Interludio en Londres
—¿Fue bueno el vuelo? —preguntó el Jefe.
—Un poco de turbulencia sobre las Azores —respondió Hawthorne. En esta ocasión no había tenido tiempo de quitarse su traje tropical gris pálido; la llamada urgente le había sorprendido en Kingston y un coche le esperaba en el aeropuerto de Londres. Se sentó lo más cerca que pudo del radiador, pero de cuando en cuando no pudo evitar un escalofrío.
—¿Qué extraña flor es ésa que lleva?
Hawthorne se había olvidado de ella. Alzó la mano hasta la solapa.
—Parece como si hubiera sido una orquídea —dijo el Jefe con tono de censura.
—La Pan American nos la dio anoche con la cena —explicó Hawthorne. Se quitó el lacio harapo color malva y lo puso en el cenicero.
—¿Con la cena? ¡Qué cosa tan rara! —dijo el Jefe—. No sería para mejorar la calidad de la comida. Personalmente detesto las orquídeas. Son decadentes. Había alguien, ¿no es verdad?, que las llevaba verdes.
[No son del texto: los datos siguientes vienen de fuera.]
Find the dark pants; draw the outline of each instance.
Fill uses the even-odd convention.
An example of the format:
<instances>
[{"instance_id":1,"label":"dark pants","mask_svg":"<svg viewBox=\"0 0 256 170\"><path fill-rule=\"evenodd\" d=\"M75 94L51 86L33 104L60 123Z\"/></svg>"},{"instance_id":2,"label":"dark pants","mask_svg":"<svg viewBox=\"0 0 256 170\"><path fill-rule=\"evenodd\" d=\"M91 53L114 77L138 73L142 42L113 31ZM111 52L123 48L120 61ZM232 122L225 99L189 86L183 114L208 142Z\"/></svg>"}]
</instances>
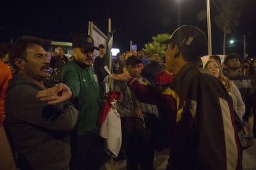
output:
<instances>
[{"instance_id":1,"label":"dark pants","mask_svg":"<svg viewBox=\"0 0 256 170\"><path fill-rule=\"evenodd\" d=\"M141 119L139 120L142 121ZM153 168L154 147L153 145L151 131L144 127L134 129L134 121L130 118L124 119L124 147L126 154L127 170L141 169L151 170ZM137 123L137 120L135 121ZM132 128L133 129L127 129Z\"/></svg>"},{"instance_id":2,"label":"dark pants","mask_svg":"<svg viewBox=\"0 0 256 170\"><path fill-rule=\"evenodd\" d=\"M99 169L104 156L103 140L98 132L87 136L71 136L70 169Z\"/></svg>"}]
</instances>

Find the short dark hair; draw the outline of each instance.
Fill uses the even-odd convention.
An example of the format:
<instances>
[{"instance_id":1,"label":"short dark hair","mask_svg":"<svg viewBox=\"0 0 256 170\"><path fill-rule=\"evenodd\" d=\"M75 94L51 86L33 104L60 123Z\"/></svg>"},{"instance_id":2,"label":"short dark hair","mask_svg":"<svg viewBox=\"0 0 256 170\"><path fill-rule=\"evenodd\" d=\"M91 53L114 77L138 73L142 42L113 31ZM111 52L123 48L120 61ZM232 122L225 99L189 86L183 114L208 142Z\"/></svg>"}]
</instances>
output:
<instances>
[{"instance_id":1,"label":"short dark hair","mask_svg":"<svg viewBox=\"0 0 256 170\"><path fill-rule=\"evenodd\" d=\"M211 59L211 58L213 58L213 60L218 61L220 62L220 63L221 64L221 60L219 55L213 55L210 56L209 59Z\"/></svg>"},{"instance_id":2,"label":"short dark hair","mask_svg":"<svg viewBox=\"0 0 256 170\"><path fill-rule=\"evenodd\" d=\"M227 57L226 57L225 60L224 60L224 63L227 64L228 61L233 59L237 59L239 60L239 62L242 62L242 58L240 57L240 55L237 53L232 53L230 54L228 54Z\"/></svg>"},{"instance_id":3,"label":"short dark hair","mask_svg":"<svg viewBox=\"0 0 256 170\"><path fill-rule=\"evenodd\" d=\"M62 49L63 52L65 53L65 48L64 48L63 46L58 46L58 47L57 47L57 48L58 48L58 47L61 47L61 48L62 48Z\"/></svg>"},{"instance_id":4,"label":"short dark hair","mask_svg":"<svg viewBox=\"0 0 256 170\"><path fill-rule=\"evenodd\" d=\"M31 44L37 44L43 47L45 41L39 38L25 35L17 38L12 45L9 54L9 60L16 70L17 68L14 64L14 60L15 59L25 60L27 48Z\"/></svg>"}]
</instances>

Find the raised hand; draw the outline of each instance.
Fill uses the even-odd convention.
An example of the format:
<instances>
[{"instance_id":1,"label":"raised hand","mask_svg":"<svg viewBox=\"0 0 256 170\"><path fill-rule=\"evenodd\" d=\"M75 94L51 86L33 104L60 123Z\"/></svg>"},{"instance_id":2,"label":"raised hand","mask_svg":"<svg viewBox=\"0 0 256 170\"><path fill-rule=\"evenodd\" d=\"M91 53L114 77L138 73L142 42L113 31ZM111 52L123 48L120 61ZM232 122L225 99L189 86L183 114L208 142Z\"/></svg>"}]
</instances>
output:
<instances>
[{"instance_id":1,"label":"raised hand","mask_svg":"<svg viewBox=\"0 0 256 170\"><path fill-rule=\"evenodd\" d=\"M130 74L129 73L126 67L124 67L122 71L123 73L122 74L113 74L113 76L111 77L111 78L116 80L128 82L129 79L131 78Z\"/></svg>"}]
</instances>

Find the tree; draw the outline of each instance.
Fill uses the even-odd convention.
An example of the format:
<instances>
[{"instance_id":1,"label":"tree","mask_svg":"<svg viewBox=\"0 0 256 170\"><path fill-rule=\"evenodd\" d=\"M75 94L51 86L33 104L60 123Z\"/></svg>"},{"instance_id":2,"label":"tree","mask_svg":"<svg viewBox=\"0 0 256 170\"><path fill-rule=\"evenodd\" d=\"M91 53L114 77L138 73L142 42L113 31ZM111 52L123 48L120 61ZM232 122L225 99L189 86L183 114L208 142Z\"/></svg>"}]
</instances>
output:
<instances>
[{"instance_id":1,"label":"tree","mask_svg":"<svg viewBox=\"0 0 256 170\"><path fill-rule=\"evenodd\" d=\"M160 56L164 56L167 45L160 44L160 42L169 38L170 36L169 34L163 33L158 34L156 36L153 36L152 39L153 41L145 44L145 49L143 48L143 50L148 55L151 55L153 52L157 52Z\"/></svg>"},{"instance_id":2,"label":"tree","mask_svg":"<svg viewBox=\"0 0 256 170\"><path fill-rule=\"evenodd\" d=\"M223 33L223 55L226 55L226 34L232 33L232 29L239 25L241 12L235 9L237 3L234 0L222 1L222 11L215 17L217 26Z\"/></svg>"}]
</instances>

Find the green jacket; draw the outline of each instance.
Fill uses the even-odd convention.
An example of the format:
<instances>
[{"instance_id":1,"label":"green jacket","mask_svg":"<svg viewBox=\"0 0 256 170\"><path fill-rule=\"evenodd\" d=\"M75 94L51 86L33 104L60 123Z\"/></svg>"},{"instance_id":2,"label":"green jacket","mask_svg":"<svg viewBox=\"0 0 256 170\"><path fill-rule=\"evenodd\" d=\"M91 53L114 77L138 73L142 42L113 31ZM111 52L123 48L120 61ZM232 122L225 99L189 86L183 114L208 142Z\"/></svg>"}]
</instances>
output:
<instances>
[{"instance_id":1,"label":"green jacket","mask_svg":"<svg viewBox=\"0 0 256 170\"><path fill-rule=\"evenodd\" d=\"M70 88L71 101L79 111L77 135L87 135L98 131L100 87L95 70L92 67L83 68L73 60L62 67L61 81Z\"/></svg>"}]
</instances>

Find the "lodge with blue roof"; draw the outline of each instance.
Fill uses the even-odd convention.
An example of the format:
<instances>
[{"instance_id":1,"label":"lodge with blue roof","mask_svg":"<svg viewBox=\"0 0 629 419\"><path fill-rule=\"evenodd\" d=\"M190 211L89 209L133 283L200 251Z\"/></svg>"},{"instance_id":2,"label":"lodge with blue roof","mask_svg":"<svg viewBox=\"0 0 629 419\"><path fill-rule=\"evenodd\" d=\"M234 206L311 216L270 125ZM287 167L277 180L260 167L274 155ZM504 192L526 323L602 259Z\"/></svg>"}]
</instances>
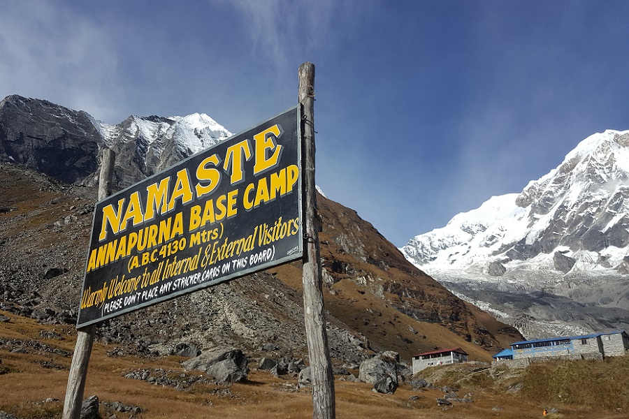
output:
<instances>
[{"instance_id":1,"label":"lodge with blue roof","mask_svg":"<svg viewBox=\"0 0 629 419\"><path fill-rule=\"evenodd\" d=\"M602 359L629 352L629 336L623 331L593 333L569 337L521 341L511 344L493 355L496 361L535 358Z\"/></svg>"}]
</instances>

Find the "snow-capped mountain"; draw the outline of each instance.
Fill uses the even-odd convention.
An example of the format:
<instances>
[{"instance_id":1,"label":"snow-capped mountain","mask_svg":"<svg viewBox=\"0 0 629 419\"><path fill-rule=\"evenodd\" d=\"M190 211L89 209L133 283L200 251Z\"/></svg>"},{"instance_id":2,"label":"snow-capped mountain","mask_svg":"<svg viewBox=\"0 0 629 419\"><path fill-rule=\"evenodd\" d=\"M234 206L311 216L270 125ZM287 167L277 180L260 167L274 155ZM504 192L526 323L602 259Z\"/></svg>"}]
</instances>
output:
<instances>
[{"instance_id":1,"label":"snow-capped mountain","mask_svg":"<svg viewBox=\"0 0 629 419\"><path fill-rule=\"evenodd\" d=\"M116 125L47 101L17 95L0 102L0 159L71 183L97 182L98 151L116 152L114 186L134 183L231 135L205 114L131 116Z\"/></svg>"},{"instance_id":2,"label":"snow-capped mountain","mask_svg":"<svg viewBox=\"0 0 629 419\"><path fill-rule=\"evenodd\" d=\"M494 196L401 250L451 291L533 337L626 328L628 245L629 131L609 130L581 141L519 194ZM515 306L528 321L509 318Z\"/></svg>"}]
</instances>

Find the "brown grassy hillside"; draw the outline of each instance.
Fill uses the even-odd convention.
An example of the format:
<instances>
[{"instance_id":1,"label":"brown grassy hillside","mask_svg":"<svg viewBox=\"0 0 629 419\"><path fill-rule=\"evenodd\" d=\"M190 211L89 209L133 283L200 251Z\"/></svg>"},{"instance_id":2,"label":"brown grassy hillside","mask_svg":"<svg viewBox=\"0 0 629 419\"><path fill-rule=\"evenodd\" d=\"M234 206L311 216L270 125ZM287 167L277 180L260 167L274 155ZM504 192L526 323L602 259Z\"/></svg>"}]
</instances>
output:
<instances>
[{"instance_id":1,"label":"brown grassy hillside","mask_svg":"<svg viewBox=\"0 0 629 419\"><path fill-rule=\"evenodd\" d=\"M58 418L68 379L75 335L71 325L44 325L0 311L0 411L24 419ZM125 378L131 371L168 375L177 380L203 376L181 367L179 357L145 358L120 355L115 345L96 343L90 360L85 396L97 395L103 418L152 419L307 419L312 417L309 388L298 388L296 377L277 378L254 369L243 383L220 386L202 383L176 389ZM478 364L432 367L420 376L434 385L413 390L403 384L393 395L371 391L365 383L335 377L337 418L551 419L629 418L629 395L623 378L629 358L600 361L535 364L527 369ZM592 388L593 381L596 388ZM444 386L473 402L440 406ZM115 402L140 411L115 411Z\"/></svg>"}]
</instances>

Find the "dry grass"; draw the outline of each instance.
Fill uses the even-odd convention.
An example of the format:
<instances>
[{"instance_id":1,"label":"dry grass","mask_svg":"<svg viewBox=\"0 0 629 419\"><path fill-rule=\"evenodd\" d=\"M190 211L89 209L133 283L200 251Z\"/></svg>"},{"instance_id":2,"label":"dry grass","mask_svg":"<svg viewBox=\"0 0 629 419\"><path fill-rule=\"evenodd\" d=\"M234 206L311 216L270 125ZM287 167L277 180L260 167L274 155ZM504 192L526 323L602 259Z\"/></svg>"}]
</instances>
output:
<instances>
[{"instance_id":1,"label":"dry grass","mask_svg":"<svg viewBox=\"0 0 629 419\"><path fill-rule=\"evenodd\" d=\"M11 321L0 323L0 339L4 343L0 346L0 410L18 418L60 418L71 360L66 353L74 349L74 328L44 326L31 319L2 314ZM50 332L57 335L43 338L42 330L46 336ZM17 347L26 353L13 351ZM186 390L178 390L123 375L131 369L157 368L195 374L182 369L182 358L112 358L107 355L110 349L94 344L85 395L96 395L101 404L120 402L143 409L135 415L115 413L119 419L312 417L312 390L297 389L296 378L277 378L267 372L253 370L244 383L224 387L196 383ZM472 395L473 403L455 402L448 409L437 405L435 399L443 397L437 388L417 391L402 385L394 394L382 395L373 392L368 383L336 380L336 417L533 419L541 418L542 411L551 407L558 409L557 413L547 416L551 419L591 418L595 414L597 419L629 417L627 357L605 362L536 364L515 378L500 368L493 376L489 370L479 370L478 365L427 370L426 376L436 378L433 382L438 387L453 387L461 397L468 392ZM496 375L509 378L496 379ZM521 390L507 391L516 382L522 384ZM591 390L593 382L597 385L595 391ZM112 412L101 404L101 413L108 418Z\"/></svg>"}]
</instances>

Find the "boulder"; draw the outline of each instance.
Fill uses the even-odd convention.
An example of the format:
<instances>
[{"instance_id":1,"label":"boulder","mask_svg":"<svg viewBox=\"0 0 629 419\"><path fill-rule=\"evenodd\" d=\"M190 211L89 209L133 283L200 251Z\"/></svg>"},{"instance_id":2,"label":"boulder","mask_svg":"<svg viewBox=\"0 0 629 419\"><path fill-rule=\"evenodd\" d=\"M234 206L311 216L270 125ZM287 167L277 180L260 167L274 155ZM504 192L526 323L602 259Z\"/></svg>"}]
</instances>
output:
<instances>
[{"instance_id":1,"label":"boulder","mask_svg":"<svg viewBox=\"0 0 629 419\"><path fill-rule=\"evenodd\" d=\"M99 418L99 397L92 396L87 397L81 403L81 419L98 419Z\"/></svg>"},{"instance_id":2,"label":"boulder","mask_svg":"<svg viewBox=\"0 0 629 419\"><path fill-rule=\"evenodd\" d=\"M238 383L247 378L247 356L240 349L226 346L212 348L182 363L187 369L203 371L220 383Z\"/></svg>"},{"instance_id":3,"label":"boulder","mask_svg":"<svg viewBox=\"0 0 629 419\"><path fill-rule=\"evenodd\" d=\"M310 372L310 367L306 367L299 372L297 384L299 387L308 387L312 385L312 375Z\"/></svg>"},{"instance_id":4,"label":"boulder","mask_svg":"<svg viewBox=\"0 0 629 419\"><path fill-rule=\"evenodd\" d=\"M180 342L175 346L175 348L173 350L173 355L185 358L194 358L201 355L201 351L192 344Z\"/></svg>"},{"instance_id":5,"label":"boulder","mask_svg":"<svg viewBox=\"0 0 629 419\"><path fill-rule=\"evenodd\" d=\"M487 269L487 273L492 277L502 277L506 272L507 268L498 260L494 260L490 263L489 267Z\"/></svg>"},{"instance_id":6,"label":"boulder","mask_svg":"<svg viewBox=\"0 0 629 419\"><path fill-rule=\"evenodd\" d=\"M260 365L258 367L260 369L270 369L277 366L277 361L271 358L263 358L260 360Z\"/></svg>"},{"instance_id":7,"label":"boulder","mask_svg":"<svg viewBox=\"0 0 629 419\"><path fill-rule=\"evenodd\" d=\"M567 274L568 271L572 269L576 263L577 260L574 258L566 256L558 251L556 251L553 255L553 263L555 265L555 269L564 274Z\"/></svg>"},{"instance_id":8,"label":"boulder","mask_svg":"<svg viewBox=\"0 0 629 419\"><path fill-rule=\"evenodd\" d=\"M392 394L398 388L398 361L399 355L387 351L379 353L361 363L359 378L373 384L378 392Z\"/></svg>"}]
</instances>

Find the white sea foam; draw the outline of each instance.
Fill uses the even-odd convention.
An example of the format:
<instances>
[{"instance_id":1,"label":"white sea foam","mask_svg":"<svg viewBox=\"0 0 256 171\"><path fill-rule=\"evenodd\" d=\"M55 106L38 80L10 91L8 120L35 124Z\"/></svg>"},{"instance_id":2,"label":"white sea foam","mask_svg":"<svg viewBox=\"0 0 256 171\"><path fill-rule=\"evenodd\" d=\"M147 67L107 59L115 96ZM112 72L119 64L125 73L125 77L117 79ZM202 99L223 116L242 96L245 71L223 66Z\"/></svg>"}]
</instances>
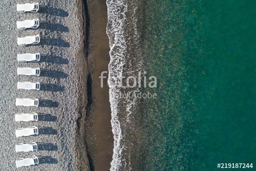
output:
<instances>
[{"instance_id":1,"label":"white sea foam","mask_svg":"<svg viewBox=\"0 0 256 171\"><path fill-rule=\"evenodd\" d=\"M124 23L126 19L125 12L127 6L125 0L107 0L108 25L106 34L110 39L110 62L109 65L109 83L113 80L118 80L122 76L123 69L125 63L126 45L124 36ZM111 107L111 124L114 135L114 149L111 170L118 170L121 165L122 152L121 144L122 139L122 130L118 120L118 102L117 98L120 89L117 87L110 88L110 102Z\"/></svg>"}]
</instances>

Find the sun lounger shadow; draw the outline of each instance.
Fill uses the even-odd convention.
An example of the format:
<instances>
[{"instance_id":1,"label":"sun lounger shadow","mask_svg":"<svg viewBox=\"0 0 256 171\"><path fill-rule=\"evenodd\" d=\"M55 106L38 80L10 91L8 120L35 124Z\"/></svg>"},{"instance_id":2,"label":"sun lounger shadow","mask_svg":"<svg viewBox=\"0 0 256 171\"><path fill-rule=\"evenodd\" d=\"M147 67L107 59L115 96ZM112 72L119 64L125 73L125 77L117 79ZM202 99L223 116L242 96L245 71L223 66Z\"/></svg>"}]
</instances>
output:
<instances>
[{"instance_id":1,"label":"sun lounger shadow","mask_svg":"<svg viewBox=\"0 0 256 171\"><path fill-rule=\"evenodd\" d=\"M40 5L40 10L38 12L51 15L60 16L62 17L69 16L68 12L65 11L62 9L55 8L48 6Z\"/></svg>"},{"instance_id":2,"label":"sun lounger shadow","mask_svg":"<svg viewBox=\"0 0 256 171\"><path fill-rule=\"evenodd\" d=\"M69 28L60 24L54 24L50 22L41 22L40 28L52 31L57 31L60 32L68 32Z\"/></svg>"},{"instance_id":3,"label":"sun lounger shadow","mask_svg":"<svg viewBox=\"0 0 256 171\"><path fill-rule=\"evenodd\" d=\"M57 117L48 114L38 114L38 121L54 122L57 120Z\"/></svg>"},{"instance_id":4,"label":"sun lounger shadow","mask_svg":"<svg viewBox=\"0 0 256 171\"><path fill-rule=\"evenodd\" d=\"M55 46L64 48L69 48L70 47L69 42L65 41L60 38L53 38L42 37L41 38L40 44L49 46Z\"/></svg>"},{"instance_id":5,"label":"sun lounger shadow","mask_svg":"<svg viewBox=\"0 0 256 171\"><path fill-rule=\"evenodd\" d=\"M40 90L48 92L63 92L64 87L52 83L41 83Z\"/></svg>"},{"instance_id":6,"label":"sun lounger shadow","mask_svg":"<svg viewBox=\"0 0 256 171\"><path fill-rule=\"evenodd\" d=\"M51 127L39 127L39 135L57 135L57 130Z\"/></svg>"},{"instance_id":7,"label":"sun lounger shadow","mask_svg":"<svg viewBox=\"0 0 256 171\"><path fill-rule=\"evenodd\" d=\"M59 105L59 103L57 101L45 99L39 100L38 107L57 108Z\"/></svg>"},{"instance_id":8,"label":"sun lounger shadow","mask_svg":"<svg viewBox=\"0 0 256 171\"><path fill-rule=\"evenodd\" d=\"M40 70L40 75L41 76L57 78L67 78L68 76L68 74L65 73L62 71L52 71L46 69Z\"/></svg>"},{"instance_id":9,"label":"sun lounger shadow","mask_svg":"<svg viewBox=\"0 0 256 171\"><path fill-rule=\"evenodd\" d=\"M37 144L38 151L56 151L58 150L58 146L52 143L37 142Z\"/></svg>"},{"instance_id":10,"label":"sun lounger shadow","mask_svg":"<svg viewBox=\"0 0 256 171\"><path fill-rule=\"evenodd\" d=\"M58 160L51 156L37 156L38 158L39 164L57 164Z\"/></svg>"},{"instance_id":11,"label":"sun lounger shadow","mask_svg":"<svg viewBox=\"0 0 256 171\"><path fill-rule=\"evenodd\" d=\"M69 61L60 56L51 55L40 55L40 62L58 64L68 64Z\"/></svg>"}]
</instances>

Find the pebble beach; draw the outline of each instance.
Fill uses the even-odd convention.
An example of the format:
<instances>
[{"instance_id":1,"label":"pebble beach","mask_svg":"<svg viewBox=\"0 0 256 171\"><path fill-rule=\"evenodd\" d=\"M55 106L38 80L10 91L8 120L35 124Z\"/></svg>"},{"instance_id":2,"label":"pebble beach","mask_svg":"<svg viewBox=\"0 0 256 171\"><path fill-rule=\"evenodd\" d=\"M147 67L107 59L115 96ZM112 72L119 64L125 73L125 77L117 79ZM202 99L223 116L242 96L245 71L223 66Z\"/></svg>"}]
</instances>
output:
<instances>
[{"instance_id":1,"label":"pebble beach","mask_svg":"<svg viewBox=\"0 0 256 171\"><path fill-rule=\"evenodd\" d=\"M82 6L80 1L38 2L36 13L18 13L16 5L24 1L3 0L0 6L0 167L18 170L15 160L36 155L39 164L23 170L78 170L80 159L76 152L86 153L85 148L77 149L76 145L77 118L87 104L83 94L88 70L83 56ZM17 21L36 18L40 22L38 29L17 29ZM17 37L38 34L41 37L38 45L17 45ZM41 54L38 62L17 61L17 53L38 52ZM17 76L18 67L40 68L40 76ZM40 82L41 90L18 90L18 81ZM16 106L16 98L38 98L39 106ZM31 112L38 114L38 122L15 122L15 114ZM15 129L32 126L38 127L38 135L16 138ZM15 144L32 142L37 143L37 152L15 152ZM83 168L89 169L88 159L82 160Z\"/></svg>"}]
</instances>

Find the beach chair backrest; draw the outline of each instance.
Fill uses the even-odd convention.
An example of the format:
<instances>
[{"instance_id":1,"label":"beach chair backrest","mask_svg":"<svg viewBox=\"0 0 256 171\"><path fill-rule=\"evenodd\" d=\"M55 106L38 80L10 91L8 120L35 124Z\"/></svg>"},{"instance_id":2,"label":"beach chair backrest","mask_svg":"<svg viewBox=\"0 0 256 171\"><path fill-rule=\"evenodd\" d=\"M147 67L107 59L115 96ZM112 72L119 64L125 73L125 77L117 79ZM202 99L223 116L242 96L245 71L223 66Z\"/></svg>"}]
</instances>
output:
<instances>
[{"instance_id":1,"label":"beach chair backrest","mask_svg":"<svg viewBox=\"0 0 256 171\"><path fill-rule=\"evenodd\" d=\"M21 13L26 12L37 12L39 10L39 3L26 3L17 4L17 11Z\"/></svg>"},{"instance_id":2,"label":"beach chair backrest","mask_svg":"<svg viewBox=\"0 0 256 171\"><path fill-rule=\"evenodd\" d=\"M35 142L29 144L20 143L15 145L16 152L36 152L37 151L37 144Z\"/></svg>"},{"instance_id":3,"label":"beach chair backrest","mask_svg":"<svg viewBox=\"0 0 256 171\"><path fill-rule=\"evenodd\" d=\"M39 19L27 19L24 21L17 22L17 28L24 30L26 29L36 29L39 27Z\"/></svg>"},{"instance_id":4,"label":"beach chair backrest","mask_svg":"<svg viewBox=\"0 0 256 171\"><path fill-rule=\"evenodd\" d=\"M18 75L34 75L34 76L39 76L40 75L40 68L26 68L18 67L17 69L17 73Z\"/></svg>"},{"instance_id":5,"label":"beach chair backrest","mask_svg":"<svg viewBox=\"0 0 256 171\"><path fill-rule=\"evenodd\" d=\"M18 90L40 90L40 82L18 82L17 83L17 88Z\"/></svg>"},{"instance_id":6,"label":"beach chair backrest","mask_svg":"<svg viewBox=\"0 0 256 171\"><path fill-rule=\"evenodd\" d=\"M15 130L16 137L27 137L38 134L38 129L36 126L22 128Z\"/></svg>"},{"instance_id":7,"label":"beach chair backrest","mask_svg":"<svg viewBox=\"0 0 256 171\"><path fill-rule=\"evenodd\" d=\"M25 98L16 98L16 106L35 106L38 107L39 104L39 100L38 99L30 99Z\"/></svg>"},{"instance_id":8,"label":"beach chair backrest","mask_svg":"<svg viewBox=\"0 0 256 171\"><path fill-rule=\"evenodd\" d=\"M18 37L17 43L19 46L25 46L27 45L36 45L40 42L40 36L39 34L31 36L24 37Z\"/></svg>"},{"instance_id":9,"label":"beach chair backrest","mask_svg":"<svg viewBox=\"0 0 256 171\"><path fill-rule=\"evenodd\" d=\"M35 113L19 113L15 114L15 119L16 122L28 122L28 121L37 121L38 114Z\"/></svg>"}]
</instances>

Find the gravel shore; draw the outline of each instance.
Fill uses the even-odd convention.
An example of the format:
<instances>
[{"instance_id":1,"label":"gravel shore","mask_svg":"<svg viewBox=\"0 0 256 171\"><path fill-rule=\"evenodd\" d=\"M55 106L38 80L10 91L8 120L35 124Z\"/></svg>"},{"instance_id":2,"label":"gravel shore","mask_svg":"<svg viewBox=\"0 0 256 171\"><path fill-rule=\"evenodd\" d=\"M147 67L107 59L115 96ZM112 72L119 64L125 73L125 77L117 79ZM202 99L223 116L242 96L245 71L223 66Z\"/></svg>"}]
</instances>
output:
<instances>
[{"instance_id":1,"label":"gravel shore","mask_svg":"<svg viewBox=\"0 0 256 171\"><path fill-rule=\"evenodd\" d=\"M39 165L23 170L76 170L79 163L76 153L76 121L86 110L80 106L87 104L86 95L80 92L86 91L87 79L80 1L38 2L40 7L37 13L18 13L16 4L24 1L3 0L0 6L0 168L20 170L16 168L16 159L36 155ZM16 28L17 20L37 18L41 22L37 29L19 31ZM37 34L41 36L38 45L17 45L17 37ZM39 62L17 61L17 53L37 52L41 54ZM41 76L18 76L18 67L40 68ZM41 90L18 91L18 81L39 81ZM16 107L17 97L38 98L39 106ZM15 122L15 113L29 112L37 113L39 121ZM15 129L32 126L39 127L38 136L15 137ZM15 144L32 142L38 143L37 152L15 153ZM86 170L88 161L83 160Z\"/></svg>"}]
</instances>

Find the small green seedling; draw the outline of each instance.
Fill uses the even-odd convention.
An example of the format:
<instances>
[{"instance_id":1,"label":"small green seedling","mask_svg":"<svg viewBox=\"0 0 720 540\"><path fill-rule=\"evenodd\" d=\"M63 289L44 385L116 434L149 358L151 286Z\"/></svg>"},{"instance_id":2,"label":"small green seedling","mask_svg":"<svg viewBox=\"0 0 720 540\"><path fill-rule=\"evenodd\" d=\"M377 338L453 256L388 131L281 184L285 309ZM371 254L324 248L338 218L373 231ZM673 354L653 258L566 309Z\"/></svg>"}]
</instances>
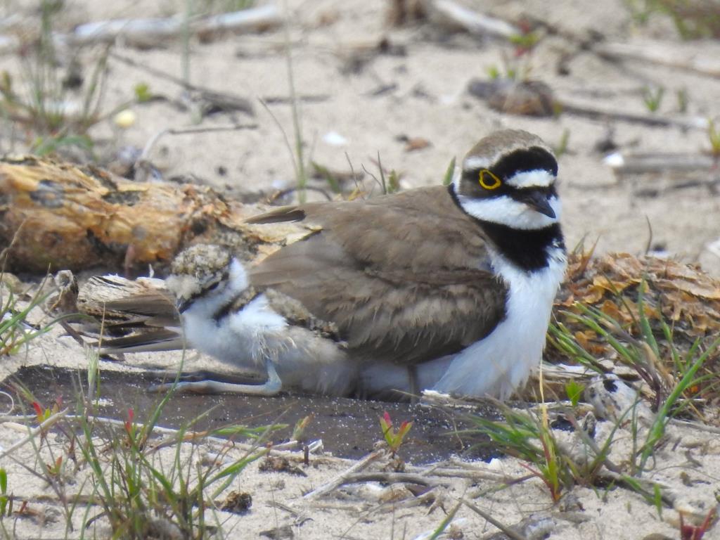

—Me la puse en el ojal sólo para despejar un poco la bandeja. Había tan poco espacio que entre los panecillos, el champán, la macedonia, la sopa de tomate, el pollo a la Maryland y el helado…
—Qué horrible mezcla. Tendría usted que viajar en la BOAC.
—No me dio tiempo de hacer una reserva, señor.
—Verá, el asunto es bastante urgente. Usted sabe que nuestro hombre en La Habana nos ha estado enviando en estos últimos tiempos un material bastante inquietante.
—Es un buen agente —dijo Hawthorne.
—No lo niego. Querría tener más gente como él. Lo que no alcanzo a comprender es cómo los americanos no han tropezado con nada de eso todavía.
—¿Les ha preguntado, señor?
—Desde luego que no, no me fío de su discreción.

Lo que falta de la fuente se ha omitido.